Alex was surprised by her next question. Well, no. Not quite. He was surprised by how readily she asked as if it wasn't any different from talking about the weather. He wondered what she'd seen while she was in the facility or what her powers were or was she pulling his leg? They had exchanged a few jokes over the last few months during their limited conversations and her tone wasn't always easy to read. "I know I can't do it," he finally said. "Sorry to disappoint but I'm not the man of your dreams."
Jane snorted at the joke. "That's a shame. But this town has lowered my expectations significantly, so I think I'll find a way to move on." She sat back in her chair and folded her arms, studying him intently now. "Do you know anyone who can? There's got to be a reason why you're looking into it. Is there something about dreamwalking that grabbed your interest?" She doubted her knew she could do it, considering how little he knew about her before this conversation. But if there was another dreamwalker in town, she wanted to know who it was.
Alex wasn't sure how much he wanted to tell Jane about his mom. He'd already told her so much and she’d taken a risk revealing a lot about herself too but somehow kidnapping felt more believable than dreamwalking. Mike had accepted his story until that point too.

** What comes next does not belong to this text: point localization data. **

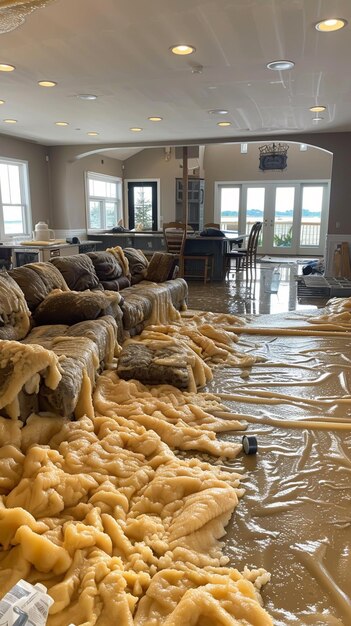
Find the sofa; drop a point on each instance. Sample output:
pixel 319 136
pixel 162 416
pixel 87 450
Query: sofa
pixel 62 322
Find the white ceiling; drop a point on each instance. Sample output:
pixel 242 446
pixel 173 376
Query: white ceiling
pixel 119 50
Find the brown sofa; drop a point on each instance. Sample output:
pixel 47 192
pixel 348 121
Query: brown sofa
pixel 63 309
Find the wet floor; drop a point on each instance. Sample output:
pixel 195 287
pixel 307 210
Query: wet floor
pixel 271 289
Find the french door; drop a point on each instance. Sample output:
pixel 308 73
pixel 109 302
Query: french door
pixel 142 205
pixel 294 214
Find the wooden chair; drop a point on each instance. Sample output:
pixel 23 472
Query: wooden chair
pixel 246 257
pixel 175 236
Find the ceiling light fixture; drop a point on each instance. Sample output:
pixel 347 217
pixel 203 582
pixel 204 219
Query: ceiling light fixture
pixel 4 67
pixel 182 49
pixel 281 66
pixel 218 112
pixel 328 26
pixel 47 83
pixel 87 96
pixel 317 109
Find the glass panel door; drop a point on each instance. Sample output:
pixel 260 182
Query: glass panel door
pixel 229 201
pixel 313 218
pixel 142 205
pixel 255 203
pixel 283 218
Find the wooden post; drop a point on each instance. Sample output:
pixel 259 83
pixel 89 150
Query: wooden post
pixel 185 186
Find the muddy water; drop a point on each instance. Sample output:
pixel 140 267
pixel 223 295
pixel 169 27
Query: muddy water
pixel 295 517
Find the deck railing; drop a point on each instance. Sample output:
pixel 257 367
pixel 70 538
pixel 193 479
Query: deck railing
pixel 309 231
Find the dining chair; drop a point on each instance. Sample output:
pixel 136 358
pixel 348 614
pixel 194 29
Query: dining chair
pixel 246 257
pixel 175 237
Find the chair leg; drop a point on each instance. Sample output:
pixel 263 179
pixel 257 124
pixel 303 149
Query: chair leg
pixel 205 270
pixel 181 267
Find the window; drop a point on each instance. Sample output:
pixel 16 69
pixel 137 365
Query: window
pixel 15 216
pixel 104 201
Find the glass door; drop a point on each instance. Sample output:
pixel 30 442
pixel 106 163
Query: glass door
pixel 313 221
pixel 142 205
pixel 280 226
pixel 229 205
pixel 294 216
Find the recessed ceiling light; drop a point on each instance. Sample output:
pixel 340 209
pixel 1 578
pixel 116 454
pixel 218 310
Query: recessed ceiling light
pixel 328 26
pixel 47 83
pixel 87 96
pixel 218 112
pixel 4 67
pixel 182 49
pixel 317 109
pixel 281 65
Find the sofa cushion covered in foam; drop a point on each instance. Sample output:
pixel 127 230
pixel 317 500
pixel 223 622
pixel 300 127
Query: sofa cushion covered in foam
pixel 37 280
pixel 78 271
pixel 106 265
pixel 14 312
pixel 138 264
pixel 153 366
pixel 71 307
pixel 161 267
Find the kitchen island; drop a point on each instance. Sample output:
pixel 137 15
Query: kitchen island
pixel 150 242
pixel 17 254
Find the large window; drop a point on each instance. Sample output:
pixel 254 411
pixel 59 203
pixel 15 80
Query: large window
pixel 104 201
pixel 14 199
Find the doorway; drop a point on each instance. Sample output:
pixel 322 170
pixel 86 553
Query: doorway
pixel 294 214
pixel 142 205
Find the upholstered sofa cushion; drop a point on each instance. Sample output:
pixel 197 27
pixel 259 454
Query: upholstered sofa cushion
pixel 153 367
pixel 14 312
pixel 136 308
pixel 161 267
pixel 78 271
pixel 70 307
pixel 107 268
pixel 37 280
pixel 138 264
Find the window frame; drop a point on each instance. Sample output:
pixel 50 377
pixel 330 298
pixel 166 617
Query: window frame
pixel 102 199
pixel 25 200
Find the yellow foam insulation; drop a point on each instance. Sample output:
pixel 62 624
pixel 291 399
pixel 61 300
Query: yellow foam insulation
pixel 23 366
pixel 106 515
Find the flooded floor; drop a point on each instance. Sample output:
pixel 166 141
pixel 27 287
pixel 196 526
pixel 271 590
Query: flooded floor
pixel 294 519
pixel 271 289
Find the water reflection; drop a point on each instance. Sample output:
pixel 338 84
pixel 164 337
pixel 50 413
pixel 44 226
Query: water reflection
pixel 271 289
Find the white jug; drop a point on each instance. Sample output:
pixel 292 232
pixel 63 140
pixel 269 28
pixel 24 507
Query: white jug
pixel 42 232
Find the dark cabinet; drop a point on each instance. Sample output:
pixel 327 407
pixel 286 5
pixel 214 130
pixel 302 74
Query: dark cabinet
pixel 196 197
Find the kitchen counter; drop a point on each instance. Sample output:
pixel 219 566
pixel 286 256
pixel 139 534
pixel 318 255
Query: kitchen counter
pixel 150 242
pixel 17 254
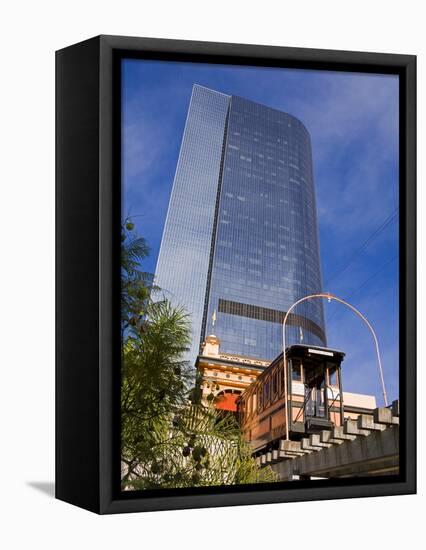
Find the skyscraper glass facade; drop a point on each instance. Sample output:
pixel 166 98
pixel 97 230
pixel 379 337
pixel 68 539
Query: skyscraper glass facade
pixel 243 203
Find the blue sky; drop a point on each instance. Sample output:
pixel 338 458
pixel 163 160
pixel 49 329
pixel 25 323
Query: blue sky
pixel 353 122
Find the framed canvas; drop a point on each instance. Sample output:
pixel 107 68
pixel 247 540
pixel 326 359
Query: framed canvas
pixel 236 287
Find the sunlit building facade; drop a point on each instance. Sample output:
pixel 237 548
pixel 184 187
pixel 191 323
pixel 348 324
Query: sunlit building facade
pixel 240 243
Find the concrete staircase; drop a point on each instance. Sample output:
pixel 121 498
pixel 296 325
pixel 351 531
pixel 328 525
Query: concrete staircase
pixel 368 445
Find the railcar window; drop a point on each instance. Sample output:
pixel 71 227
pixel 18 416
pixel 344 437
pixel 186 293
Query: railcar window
pixel 332 375
pixel 275 383
pixel 266 389
pixel 296 373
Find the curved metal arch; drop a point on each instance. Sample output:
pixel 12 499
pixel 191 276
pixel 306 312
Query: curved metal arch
pixel 355 310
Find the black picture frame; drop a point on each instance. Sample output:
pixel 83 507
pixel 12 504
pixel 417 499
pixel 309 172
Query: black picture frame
pixel 88 276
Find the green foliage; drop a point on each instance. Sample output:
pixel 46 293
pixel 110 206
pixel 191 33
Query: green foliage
pixel 168 438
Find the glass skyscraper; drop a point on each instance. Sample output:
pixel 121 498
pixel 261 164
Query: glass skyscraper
pixel 240 243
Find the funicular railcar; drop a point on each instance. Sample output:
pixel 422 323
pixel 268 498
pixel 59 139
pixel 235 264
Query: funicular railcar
pixel 314 397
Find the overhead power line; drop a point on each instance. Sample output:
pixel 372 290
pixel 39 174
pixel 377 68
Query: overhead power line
pixel 365 283
pixel 364 245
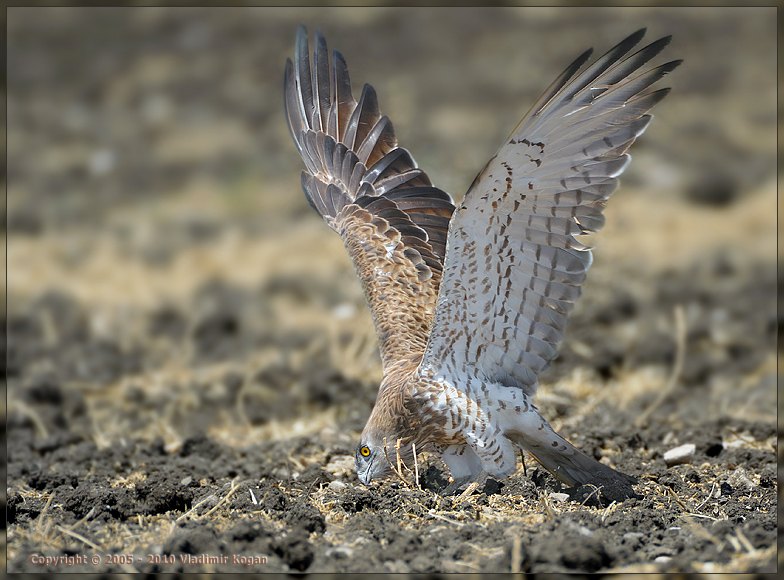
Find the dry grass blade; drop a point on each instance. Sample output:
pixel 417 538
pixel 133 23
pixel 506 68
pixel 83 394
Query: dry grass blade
pixel 677 369
pixel 79 537
pixel 396 469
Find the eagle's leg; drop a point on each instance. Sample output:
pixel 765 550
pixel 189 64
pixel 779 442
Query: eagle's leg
pixel 464 465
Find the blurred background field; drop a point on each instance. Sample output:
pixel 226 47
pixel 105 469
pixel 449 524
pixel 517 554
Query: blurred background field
pixel 166 277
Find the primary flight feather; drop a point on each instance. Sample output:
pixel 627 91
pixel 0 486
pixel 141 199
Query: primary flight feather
pixel 470 304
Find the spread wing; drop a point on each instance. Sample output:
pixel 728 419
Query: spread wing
pixel 514 267
pixel 392 220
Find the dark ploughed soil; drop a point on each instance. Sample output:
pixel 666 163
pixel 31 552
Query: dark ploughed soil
pixel 189 358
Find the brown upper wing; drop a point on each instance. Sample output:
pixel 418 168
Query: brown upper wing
pixel 392 220
pixel 514 267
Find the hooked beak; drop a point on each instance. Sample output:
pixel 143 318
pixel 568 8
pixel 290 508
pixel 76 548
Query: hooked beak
pixel 364 477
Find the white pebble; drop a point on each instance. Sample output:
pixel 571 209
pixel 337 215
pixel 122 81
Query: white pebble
pixel 681 454
pixel 336 486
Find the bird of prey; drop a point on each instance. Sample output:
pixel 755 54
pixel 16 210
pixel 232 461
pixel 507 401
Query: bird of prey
pixel 470 303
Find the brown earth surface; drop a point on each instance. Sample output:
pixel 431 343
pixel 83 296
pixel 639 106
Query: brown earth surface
pixel 190 360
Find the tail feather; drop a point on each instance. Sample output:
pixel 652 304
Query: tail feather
pixel 573 467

Something told him Jane would believe him if he did tell her but it felt like too much, too fast. He needed time to process everything else first. “Not anymore,” he finally said. He decided he would tell her next time but right then, he didn't think he could handle it. Instead, he started to gather up his things and dropped them roughly into the backpack at his feet. "I've got to go but you know where to find me if you need me. You should talk to your friends and set up a time, let me know when and I'll be there."
She had scared him off. Jane wasn't terribly surprised by it. They didn't know each other too well, and if he knew someone who could dreamwalk, he probably wanted to protect them. Jane supposed she could tell him exactly what she could do, but blurting that out in a library wasn't a very smart idea. Maybe she would just pop into his dreams and show him instead. Jane scooted her own chair back to stand and get out of his way. "I'll talk to them," Jane said, watching as Alex gathered up his things. "And we'll talk soon." Either over the phone, or in his dreams, though the dreams sounded much more appealing to Jane. Like Neil, Alex might not like it, but at least he would be able to see she was for real. "Stay safe at least."